“Gender stereotypes are generalisations about the roles of each gender. Gender roles are generally neither positive nor negative; they are simply inaccurate generalisations of the male and female attributes.”
Throughout this unit I want to question gender roles and stereotypes, I have looked at the way they are portrayed in old children’s books but I wanted to research in a broader approach looking a gender stereotypes and the way that they effect both males and females on a day to day basis.
People often try to decipher personality traits through gender however people have their own individual desires, thoughts and feeling regardless of their gender. It is often assumed that we should feel and think in a certain way depending on our gender and this is present in all aspects of life. What occupation you should try and obtain, the hobbies you should partake in, and the activities you do on a daily basis are all often tried to be made into gender specific roles, but people are free to explore any avenue in lief without having guidelines and rules based on their gender. The Majority of people understand that most gender stereotypes are untrue, yet they still make assumptions based on gender.
Some of the most prominent stereotypes in society are that women should aspire to marry and have children and men should be ambitions for a good career and like sports.
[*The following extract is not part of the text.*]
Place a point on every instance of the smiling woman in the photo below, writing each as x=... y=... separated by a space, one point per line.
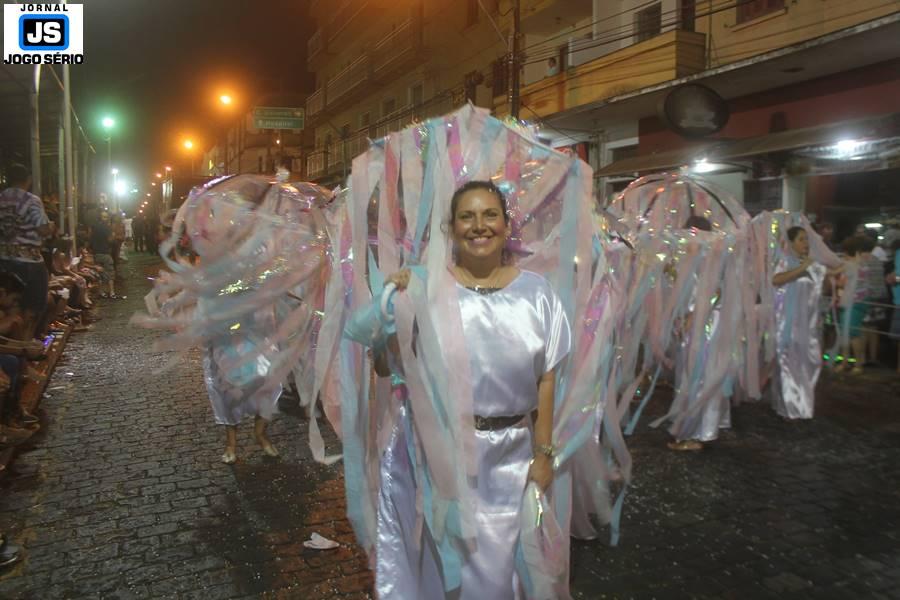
x=480 y=228
x=514 y=334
According to the ‘Health Guidance Organisation’, other prominent stereotypes for women are to have ‘clean jobs’ such as secretaries, teacher and librarians, that women aren’t as strong as men, women are supposed to make less money, the best women are ‘stay at home mums’, women don’t need college/university, women don’t like sports, women should be quieter and submissive, they should cook, do housework and raise children, women aren’t technically skilled enough to do physical projects such as car repairs, they should be the ‘Damsel in Distress’ and not the hero, they should flirt look pretty and be looked at, and they love to sing and dance. Some of these attributes may be true to you or someone you know but it should never be assumed that all women want to do these activities or have these characteristics, and it certainly does not make you any less of a women if these stereotypes do not apply to you.
It’s not just women that get stereotyped on nearly every aspect of life, the list of male stereotypes is just as long. Men are expected to do ‘dirty jobs’ such as working in construction or mechanics, they shouldn’t do housework or play the key role in raising children, men love sports and video games, they also love outdoor activities such as camping, fishing and hiking, they are lazy and messy, they should be good at maths and work in science, engineering and other technical fields and men do not do cooking, sewing or crafts. Again, some of these attributes may apply to you or people you know, but that doesn’t make you any more or less of a man than someone who they do not apply to. These stereotypes do not define you and it would be ridiculous to suggest that you had to follow all of these stereotypes to be a ‘real man’.
But who created these stereotypes are why are they the expectations for both genders? Stereotyping begins as soon as the gender of a baby is established. If you have or are expecting baby girl you and your friends and family instantly begin to buy pink objects. Pink, frilly dresses, dolls and tea sets to play with and flowers, butterflies and fairies to decorate the nursery. As soon as child is born we start to teach them these stereotypes. Parents may not be doing this intentionally, just following societies expectations, but they are automatically trying to create the ‘perfect lady’. We teach children to raise children and serve food through the toys we give them, from an extremely young age we are taught to stay at home while the man goes to work; or to be the damsel in distress while the man saves us, or to be the weaker sex and need a man in our lives to get by. Again, its no different when a baby boy is born. They are dressed in blue cloths, tiny jeans, polo shirts and boots, we give them action figures and trucks and decorate their room with jungle animals and dinosaurs. From the day they are born they are taught that they must be tough, they must protect and defend their family and go to work while the women stays at home. They are taught that they are to be depended on and they must be strong and the breadwinner.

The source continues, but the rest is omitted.